Thousands of photographs taken by fishers and uploaded from smartphones are building the backbone of the Track My Fish platform, a database being used to identify disease and injury among fish populations.
“This is a community data collection project being used for proper science,” says Stefan Sawynok, director of Infofish Australia, who developed the visual recognition machine learning technology behind the platform. “It allows people to get involved in citizen science just simply by doing the activity they love.”
Using specially designed algorithms, Track My Fish diagnoses healthy fish as well as particular illnesses, or injuries that can occur when fish are reeled in too quickly from depth, such as barotrauma. Since 2017 some 40,000 images have been uploaded to the platform.
“We are providing a growing and long-term resource for the fishing community and researchers,” says Stefan Sawynok.
Director, Infofish Australia
Infofish is a family business that has been committed to citizen science for more than 30 years, and has a long involvement in fisheries research using AI and machine learning. Being involved in its collection means fishers trust in the data – a critical factor in cooperative, successful fisheries management, he says.
“Fishers are really excited to see their information being used for a bigger purpose. And that ownership is building change. They are thinking more about their fishery and, in the end, that sense of stewardship is probably the biggest benefit of all of this.”
The support of fishing competitions has been hugely instrumental in this successful community uptake, says Stefan Sawynok. More than 100 tournaments already use tailored and rebranded versions of Infofish Track My Fish apps for registration, for judging and for competitors to photograph and record their catch.

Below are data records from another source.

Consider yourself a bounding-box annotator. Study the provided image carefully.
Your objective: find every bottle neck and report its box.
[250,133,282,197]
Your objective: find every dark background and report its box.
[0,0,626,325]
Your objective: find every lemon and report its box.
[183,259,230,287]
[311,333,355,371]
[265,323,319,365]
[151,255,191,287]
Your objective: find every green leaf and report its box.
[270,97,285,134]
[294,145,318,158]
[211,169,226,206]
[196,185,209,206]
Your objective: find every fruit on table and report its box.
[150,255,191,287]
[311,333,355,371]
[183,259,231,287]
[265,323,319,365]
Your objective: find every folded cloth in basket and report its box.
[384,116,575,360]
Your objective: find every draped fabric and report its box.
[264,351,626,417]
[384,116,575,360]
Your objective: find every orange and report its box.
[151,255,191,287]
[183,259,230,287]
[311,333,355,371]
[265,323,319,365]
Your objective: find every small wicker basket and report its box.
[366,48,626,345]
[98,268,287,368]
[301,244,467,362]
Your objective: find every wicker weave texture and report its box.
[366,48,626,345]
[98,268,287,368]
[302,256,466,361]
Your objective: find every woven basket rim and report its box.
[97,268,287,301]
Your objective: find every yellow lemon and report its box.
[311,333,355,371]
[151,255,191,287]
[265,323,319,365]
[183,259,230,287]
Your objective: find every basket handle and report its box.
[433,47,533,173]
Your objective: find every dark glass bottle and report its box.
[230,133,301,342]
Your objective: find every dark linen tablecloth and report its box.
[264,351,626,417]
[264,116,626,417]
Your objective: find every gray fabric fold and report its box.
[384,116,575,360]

And now they have the added benefit of helping to build the Track My Fish database, which will be used to monitor fish health nationwide.
“We’re adding value to something fishers were already doing and they have an interest in the health of their fish, whether it’s because they’re going to eat them or they’re concerned about issues like water quality,” Stefan Sawynok says.
The platform will ultimately be available as a website where fishers can identify and monitor the health of fish stocks at particular locations; it will also enable their participation in further research.
He says the platform can be used as an educational tool to improve fish-handling techniques, particularly if clusters of injuries are identified at certain locations. For instance, it has already identified that barotrauma can be an issue for fish in inland lakes and rivers, not just those in deeper ocean waters.
Resource managers can also use the data to monitor fish health. Real-time alerts can be provided if illnesses are detected in particular fish populations, or if other changes to those populations occur over time.
The technology will have growing application as the climate changes and water management becomes even more critical, he says, such as when heavy rain reduces water quality and affects fish health. It will enable fast and accurate identification of disease, should there be an outbreak.
FRDC helped fund development of the Track My Fish technology and initial extensive fish sampling in and around Gladstone, Queensland, which provided the inspiration for the project after a 2011 marine disease outbreak. Visual data was correlated with data from studies by the University of Central Queensland to ensure diagnoses were accurate.
Although the technology is still being refined and its scope increasing, it is already analysing data from 40 sites across Australia and New Zealand.
“I’m pretty proud of this project because we have essentially created a useful dataset for very little cost, and that to me is where citizen science hits the mark,” Stefan Sawynok says.